Fourteen states and the District of Columbia filed an amicus brief on Friday with the 9th U.S. Circuit Court of Appeals supporting gay couples who are fighting bans on gay marriage in Hawaii and Nevada.
From the brief:
Civil marriage in the United States is an important and enduring institution. Throughout our nation’s history, marriage has maintained its essential role in society and has been strengthened, not weakened, by removing barriers to access and by creating greater equality between spouses.
Over the past decade, this evolution has continued as same-couples have been permitted to marry. Against that history of greater inclusion and equality, Nevada and Hawaii marriage laws single out same-sex couples and consign them to second-class status.
The exclusion of same-sex couples from marriage is unconstitutional.
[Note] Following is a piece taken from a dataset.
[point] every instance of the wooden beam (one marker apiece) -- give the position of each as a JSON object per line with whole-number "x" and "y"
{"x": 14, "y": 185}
Denying gay men and lesbians the fundamental right to wed the partner of their choosing offends basic principles of due process and equal protection, and fails to advance any legitimate governmental interest.
The appeals court is reviewing the Jackson v. Abercrombie challenge from Hawaii and a similar case from Nevada. Hawaii lawmakers meet in special session starting Monday to consider a gay marriage bill, which, if it is approved and becomes law, will make the legal challenge moot.
The states that signed on to the friend-of-the-court brief are Massachusetts, California, Connecticut, Delaware, Illinois, Iowa, Maine, Maryland, New Hampshire, New Mexico, New York, Oregon, Vermont, Washington state, and the District of Columbia.
Gay marriage is legal in all of those states except for Illinois, New Mexico and Oregon.
Interest groups have also filed new briefs in support of gay couples, including the NAACP Legal Defense Fund and the American Psychological Association.